The Act also governs receivership proceedings. Receivers may be appointed by a secured creditor under the terms of a general security agreement (where the debtor voluntarily agrees), or by the court where a secured creditor:
is enforcing his security, or
is acting under a court order made under any other federal or provincial statute that authorizes the appointment of a receiver or receiver-manager.[13]
Provision is also made for dealing with cross-border insolvencies and the recognition of foreign proceedings.[14]
Relationship with provincial law
Several notable cases known as the “bankruptcy quartet”[15] stand for the following propositions about how the Act interacts with provincial legislation:[16]
provinces cannot create priorities between creditors or change the scheme of distribution on bankruptcy under s. 136(1) of the Act;[17]
while provincial legislation may validly affect priorities in a non-bankruptcy situation, once bankruptcy has occurred section 136(1) of the Act determines the status and priority of the claims specifically dealt with in that section;
if the provinces could create their own priorities or affect priorities under the Bankruptcy Act this would invite a different scheme of distribution on bankruptcy from province to province, an unacceptable situation; and
the definition of terms such as “secured creditor”, if defined under the Bankruptcy Act, must be interpreted in bankruptcy cases as defined by the federal Parliament, not the provincial legislatures. Provinces cannot affect how such terms are defined for purposes of the Act.
in determining the relationship between provincial legislation and the Bankruptcy Act, the form of the provincial interest created must not be allowed to triumph over its substance. The provinces are not entitled to do indirectly what they are prohibited from doing directly.
there need not be any provincial intention to intrude into the exclusive federal sphere of bankruptcy and to conflict with the order of priorities of the Bankruptcy Act in order to render the provincial law inapplicable. It is sufficient that the effect of provincial legislation is to do so.
However, there are instances where provincial law will continue to apply:
where the insolvent person is one that plainly falls within provincial jurisdiction (such as a municipal institution), a province has authority to compel reorganizations of bodies and debt obligations[18]
where a stay under federal law has been lifted in order to allow proceedings to take place, a province can still impose a moratorium on proceedings that fall under provincial law[19]
Issues concerning the extent of federal paramountcy continue to come before the Supreme Court of Canada. In the 2015 “paramountcy trilogy,” the boundaries were further explored:[20][21]

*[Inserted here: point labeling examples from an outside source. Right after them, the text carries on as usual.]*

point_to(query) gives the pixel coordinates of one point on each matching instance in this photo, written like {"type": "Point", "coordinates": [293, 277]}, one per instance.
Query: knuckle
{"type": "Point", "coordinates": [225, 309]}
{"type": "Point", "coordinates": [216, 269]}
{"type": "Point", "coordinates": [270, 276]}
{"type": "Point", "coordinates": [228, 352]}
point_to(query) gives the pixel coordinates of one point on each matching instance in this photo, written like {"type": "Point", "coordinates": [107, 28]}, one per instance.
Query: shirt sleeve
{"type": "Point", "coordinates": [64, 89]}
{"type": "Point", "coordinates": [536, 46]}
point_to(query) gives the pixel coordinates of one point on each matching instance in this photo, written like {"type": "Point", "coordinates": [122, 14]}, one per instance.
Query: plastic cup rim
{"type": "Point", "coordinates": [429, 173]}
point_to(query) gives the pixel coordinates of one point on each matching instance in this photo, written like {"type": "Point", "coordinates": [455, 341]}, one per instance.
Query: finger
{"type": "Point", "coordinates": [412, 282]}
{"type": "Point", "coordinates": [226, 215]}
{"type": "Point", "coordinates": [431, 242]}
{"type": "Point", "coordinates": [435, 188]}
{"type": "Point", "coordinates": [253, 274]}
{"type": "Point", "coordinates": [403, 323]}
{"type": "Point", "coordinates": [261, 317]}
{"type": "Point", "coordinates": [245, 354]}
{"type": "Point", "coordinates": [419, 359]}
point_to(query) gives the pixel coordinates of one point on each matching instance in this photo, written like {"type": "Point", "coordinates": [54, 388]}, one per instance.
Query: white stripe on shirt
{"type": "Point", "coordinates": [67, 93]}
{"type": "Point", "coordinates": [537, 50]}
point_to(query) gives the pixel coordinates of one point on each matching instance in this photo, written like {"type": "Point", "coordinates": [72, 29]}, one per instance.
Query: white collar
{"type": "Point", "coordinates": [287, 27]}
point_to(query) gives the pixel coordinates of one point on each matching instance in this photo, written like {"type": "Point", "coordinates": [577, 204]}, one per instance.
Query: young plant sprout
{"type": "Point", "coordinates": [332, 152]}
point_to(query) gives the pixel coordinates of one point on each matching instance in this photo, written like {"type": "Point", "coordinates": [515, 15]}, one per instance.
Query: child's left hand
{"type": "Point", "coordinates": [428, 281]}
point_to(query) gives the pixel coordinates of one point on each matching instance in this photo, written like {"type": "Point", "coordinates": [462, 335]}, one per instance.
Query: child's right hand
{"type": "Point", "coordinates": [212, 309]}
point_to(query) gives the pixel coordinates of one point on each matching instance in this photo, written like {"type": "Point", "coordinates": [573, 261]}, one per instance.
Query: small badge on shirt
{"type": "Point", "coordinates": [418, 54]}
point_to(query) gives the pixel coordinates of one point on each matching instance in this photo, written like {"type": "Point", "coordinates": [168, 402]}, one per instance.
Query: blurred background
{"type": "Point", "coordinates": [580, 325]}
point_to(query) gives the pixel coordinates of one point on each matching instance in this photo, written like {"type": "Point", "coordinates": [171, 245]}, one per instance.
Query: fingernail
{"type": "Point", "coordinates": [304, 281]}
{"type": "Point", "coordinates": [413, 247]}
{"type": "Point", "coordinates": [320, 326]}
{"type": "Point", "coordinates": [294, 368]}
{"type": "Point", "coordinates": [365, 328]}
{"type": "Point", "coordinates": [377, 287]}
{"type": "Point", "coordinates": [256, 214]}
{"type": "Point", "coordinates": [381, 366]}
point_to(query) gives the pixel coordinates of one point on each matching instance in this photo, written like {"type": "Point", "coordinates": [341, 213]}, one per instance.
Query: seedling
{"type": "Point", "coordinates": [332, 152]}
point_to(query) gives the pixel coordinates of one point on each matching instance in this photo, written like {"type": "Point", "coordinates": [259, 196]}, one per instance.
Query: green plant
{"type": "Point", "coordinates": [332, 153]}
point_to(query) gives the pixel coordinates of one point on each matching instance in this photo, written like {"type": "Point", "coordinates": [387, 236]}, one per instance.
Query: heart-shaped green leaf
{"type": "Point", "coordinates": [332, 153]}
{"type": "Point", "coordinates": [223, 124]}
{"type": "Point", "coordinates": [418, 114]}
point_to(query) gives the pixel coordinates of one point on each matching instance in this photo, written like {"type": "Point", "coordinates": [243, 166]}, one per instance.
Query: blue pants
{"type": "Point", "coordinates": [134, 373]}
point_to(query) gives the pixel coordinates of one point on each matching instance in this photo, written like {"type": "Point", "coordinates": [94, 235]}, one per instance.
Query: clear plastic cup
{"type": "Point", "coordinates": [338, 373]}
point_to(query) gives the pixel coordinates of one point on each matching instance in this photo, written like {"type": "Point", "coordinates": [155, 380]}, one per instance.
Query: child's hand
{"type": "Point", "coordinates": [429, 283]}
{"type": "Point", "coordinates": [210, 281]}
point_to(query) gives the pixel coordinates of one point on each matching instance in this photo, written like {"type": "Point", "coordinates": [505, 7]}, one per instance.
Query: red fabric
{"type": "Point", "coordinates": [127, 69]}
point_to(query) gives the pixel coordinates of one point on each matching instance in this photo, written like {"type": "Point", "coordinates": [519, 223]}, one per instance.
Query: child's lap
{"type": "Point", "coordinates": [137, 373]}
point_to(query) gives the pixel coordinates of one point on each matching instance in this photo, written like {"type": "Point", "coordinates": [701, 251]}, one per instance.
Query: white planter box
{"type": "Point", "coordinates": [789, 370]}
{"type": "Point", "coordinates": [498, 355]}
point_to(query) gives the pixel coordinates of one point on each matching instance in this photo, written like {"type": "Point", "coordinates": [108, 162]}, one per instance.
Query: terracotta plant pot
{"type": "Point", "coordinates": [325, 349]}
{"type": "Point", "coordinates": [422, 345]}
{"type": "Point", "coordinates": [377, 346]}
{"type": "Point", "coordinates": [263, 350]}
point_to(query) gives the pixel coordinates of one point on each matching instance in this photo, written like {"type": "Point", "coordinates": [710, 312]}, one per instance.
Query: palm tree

An Alberta Act was held neither to disqualify a person from driving a motor vehicle or to suspend the registration of such vehicles, because of an unsatisfied personal injury debt that had been discharged in bankruptcy.[22]
An Ontario Act governing the collection of tolls charged by 407 ETR was held not to apply to bar a discharged bankrupt from renewing his license plates upon payment of normal annual fees.[23]
However, a Saskatchewan Act that required creditors to serve a notice of intention, engage in mandatory mediation, and prove that the debtor has no reasonable possibility of meeting its obligations or is not making a sincere and reasonable effort to meet its obligations before it can begin an action with respect to farm land was held not to be inconsistent with the BIA, as cooperative federalism dictates that provincial legislative power should not be constrained, absent an actual inconsistency.